Dans tous les cas pas de personnalité. Une écriture – lourde n'est pas le mot exact – empesée ; pesante comme d'épaisses tentures chargées de poussière et de souvenirs muets dans leurs mille plis cassés. Car l'afféterie supposée de Boschère se trouve matinée de l'Imagisme anglo-saxon qu'il côtoie durant ses années à Londres et vient ainsi l'affiner, la polir, lui donner des rondeurs et des nuances. Il ne tombe pas dans le byzantisme linguistique, le feu d'artifice lexical, si ce n'est pour les fleurs, son pêché mignon, papa botaniste oblige. Le rythme se voit également retendu par le siècle nouveau, croqué et à vif : il y a déjà ce nerf qui aura bel et bien séduit notre Momo.
Cette densité d'écriture s'accompagne, enveloppe et se nourrit d'une densité psychologique : on plonge et s'empêtre dans la psyché de ce Pierre, ses élans, ses rages, ses frustrations, ses révoltes, ses illusions et ses lâchetés. On tente de respirer avec lui au cœur de la chambre noire chez Douce, au sein du triangle sensuel formé de Pierre, Douce et de sa fille Fryne. On dirait le tourbillon des amoureux de William Blake. Tout en sachant conserver intact le mystère du Saint des Saints, ce que cache le lourd rideau plissé : Satan, Vénus pleine de mousse ou ange d'une annonciation pointant l'été. La baleine de Gadenne, déjà, peut-être ?
Au fond, le Momo a bien aimé : "Incarnation du domaine sombre, où l'érotisme, la poésie, la religion et le sublime voisinent."
Obscur, le roman l'est donc, mais pas un de ces noirs mats et stériles qui s'auto-dévorent , c'est un noir sucré qui contient en lui toute l'irisation des couleurs, le contraste de l'or et de l'argent, la fermentation des sucs et l'érotisme des courbes blanches de Fryne. C'est en fin de compte un éloge de l'ombre que Boschère nous écrit. L'érotisme, cette torture indicible de Pierre, traverse ainsi de part en part le livre.

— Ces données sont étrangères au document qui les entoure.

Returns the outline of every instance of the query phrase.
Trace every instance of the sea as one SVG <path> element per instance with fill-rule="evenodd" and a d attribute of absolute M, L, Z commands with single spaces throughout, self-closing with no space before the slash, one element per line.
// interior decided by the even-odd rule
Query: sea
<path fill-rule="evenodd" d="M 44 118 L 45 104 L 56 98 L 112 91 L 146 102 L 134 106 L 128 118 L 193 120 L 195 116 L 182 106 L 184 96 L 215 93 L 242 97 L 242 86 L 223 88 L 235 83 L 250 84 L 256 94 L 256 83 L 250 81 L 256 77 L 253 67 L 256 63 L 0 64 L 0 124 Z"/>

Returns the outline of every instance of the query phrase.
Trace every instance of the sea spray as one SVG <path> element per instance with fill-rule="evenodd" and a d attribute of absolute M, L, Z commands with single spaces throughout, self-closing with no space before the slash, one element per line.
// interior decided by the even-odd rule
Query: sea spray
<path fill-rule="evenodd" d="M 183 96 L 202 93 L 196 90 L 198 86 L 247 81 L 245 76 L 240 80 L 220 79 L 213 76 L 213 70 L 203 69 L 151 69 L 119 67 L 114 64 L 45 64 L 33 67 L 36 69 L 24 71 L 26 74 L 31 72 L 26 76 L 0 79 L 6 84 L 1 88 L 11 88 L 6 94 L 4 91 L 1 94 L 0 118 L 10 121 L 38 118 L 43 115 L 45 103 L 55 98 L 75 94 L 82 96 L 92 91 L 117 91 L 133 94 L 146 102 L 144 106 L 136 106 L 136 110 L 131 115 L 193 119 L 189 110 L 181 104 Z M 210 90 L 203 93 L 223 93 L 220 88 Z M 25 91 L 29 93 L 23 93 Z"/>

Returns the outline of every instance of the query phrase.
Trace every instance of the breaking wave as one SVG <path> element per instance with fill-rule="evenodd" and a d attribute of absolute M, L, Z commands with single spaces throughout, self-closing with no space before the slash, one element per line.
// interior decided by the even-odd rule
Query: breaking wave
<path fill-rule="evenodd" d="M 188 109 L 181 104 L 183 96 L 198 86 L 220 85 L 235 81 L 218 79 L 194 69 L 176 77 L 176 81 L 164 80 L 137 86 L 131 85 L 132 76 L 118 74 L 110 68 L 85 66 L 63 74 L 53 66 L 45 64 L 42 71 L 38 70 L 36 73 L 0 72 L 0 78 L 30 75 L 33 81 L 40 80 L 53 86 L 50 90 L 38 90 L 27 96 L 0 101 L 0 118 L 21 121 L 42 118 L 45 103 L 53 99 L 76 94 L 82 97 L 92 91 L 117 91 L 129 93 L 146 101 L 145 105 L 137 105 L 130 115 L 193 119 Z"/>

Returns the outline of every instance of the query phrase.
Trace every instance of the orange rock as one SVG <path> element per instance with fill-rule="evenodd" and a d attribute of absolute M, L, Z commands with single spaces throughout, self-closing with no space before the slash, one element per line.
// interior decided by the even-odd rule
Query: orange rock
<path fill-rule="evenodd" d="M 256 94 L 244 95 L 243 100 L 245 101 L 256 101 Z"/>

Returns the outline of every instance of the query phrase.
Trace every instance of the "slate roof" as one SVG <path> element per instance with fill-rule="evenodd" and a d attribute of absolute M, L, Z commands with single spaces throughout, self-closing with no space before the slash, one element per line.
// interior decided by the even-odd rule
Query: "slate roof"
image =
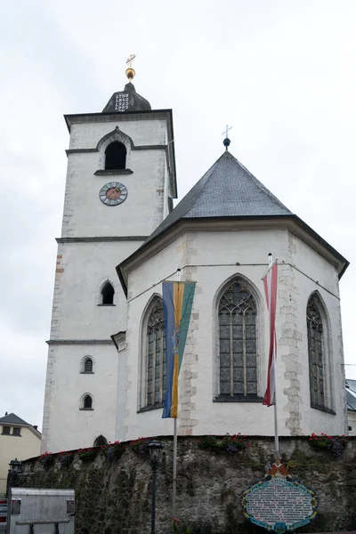
<path fill-rule="evenodd" d="M 244 166 L 225 151 L 146 239 L 182 219 L 293 215 Z"/>
<path fill-rule="evenodd" d="M 349 262 L 310 226 L 294 214 L 229 151 L 215 161 L 142 245 L 117 266 L 127 295 L 125 269 L 130 262 L 180 222 L 231 219 L 286 218 L 327 248 L 340 263 L 339 279 Z"/>
<path fill-rule="evenodd" d="M 4 416 L 4 417 L 0 417 L 0 423 L 8 423 L 9 425 L 28 425 L 28 426 L 31 426 L 29 423 L 26 423 L 26 421 L 13 413 Z"/>
<path fill-rule="evenodd" d="M 347 409 L 356 411 L 356 380 L 346 379 Z"/>

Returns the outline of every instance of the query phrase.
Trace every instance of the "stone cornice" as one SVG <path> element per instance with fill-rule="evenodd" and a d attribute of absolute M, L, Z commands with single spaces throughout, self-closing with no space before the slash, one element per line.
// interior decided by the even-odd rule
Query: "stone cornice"
<path fill-rule="evenodd" d="M 56 238 L 57 243 L 101 243 L 115 241 L 145 241 L 148 236 L 101 236 L 92 238 Z"/>
<path fill-rule="evenodd" d="M 124 293 L 127 295 L 127 275 L 130 269 L 156 255 L 187 231 L 216 232 L 249 230 L 290 231 L 334 265 L 339 273 L 339 279 L 349 265 L 349 262 L 344 256 L 296 215 L 181 219 L 174 226 L 167 228 L 165 233 L 158 234 L 156 239 L 141 247 L 117 266 Z"/>
<path fill-rule="evenodd" d="M 49 345 L 93 345 L 93 344 L 108 344 L 112 345 L 111 339 L 49 339 L 45 342 Z"/>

« Ici, à l'endroit où on le croira l'être davantage, Pierre se considère le moins près de Satan, puisque celui-ci aime les erreurs qui martyrisent l'esprit, et retardent cette salvation à laquelle Pierre croit, mais qu'il ne peut pas exprimer.
Parfois, au cours de la nuit, je m'aperçus que la jeune femme continuait d'être Fryne, avec son rare faix de savoir, avec tout un monde de meubles moraux, erreurs, vérités plus erronées, et surtout une immense charge de poésie. Tout ceci, en vérité, était refoulé depuis que sa chair était baignée de voluptés érotiques, car elle était arrivée presque d'emblée au plaisir. Son cœur était plus nu, plus chaud dans sa chair. C'était la troisième marche qu'elle descendait dans la réalité, sans remords ; avec gloire, au contraire. Sans doute ce que je trouvais, non pas seulement superflu, mais mauvais à l'amour physique, n'était pourtant pas totalement repoussé de l'âme de Fryne, y constituait, en cette nuit d'amour, une partie de la gloire rayonnant dans ses yeux. »
Jean de Boschère, aujourd'hui, nous attend, obscur, oublié dans l'ombre des éditions épuisées et de quelques inédits (un essai sur Léonard de Vinci). Alors que romancier ("Marthe et l'Enragé"), poète ("The Closed Door", "Ulysse Bâtit son lit"), essayiste, illustrateur, il s'est dressé, actif, au centre de la nébuleuse du début du siècle, ami d'Antonin Artaud, Max Elskamp, André Suarès, Ezra Pound, T.S Eliot, le dessinateur Edmond Dulac, le peintre Balthus et tant d'autres ; appartenant à cette caste sous-estimée de papys qui ont su enjamber la ravine du siècle et passer la flamme.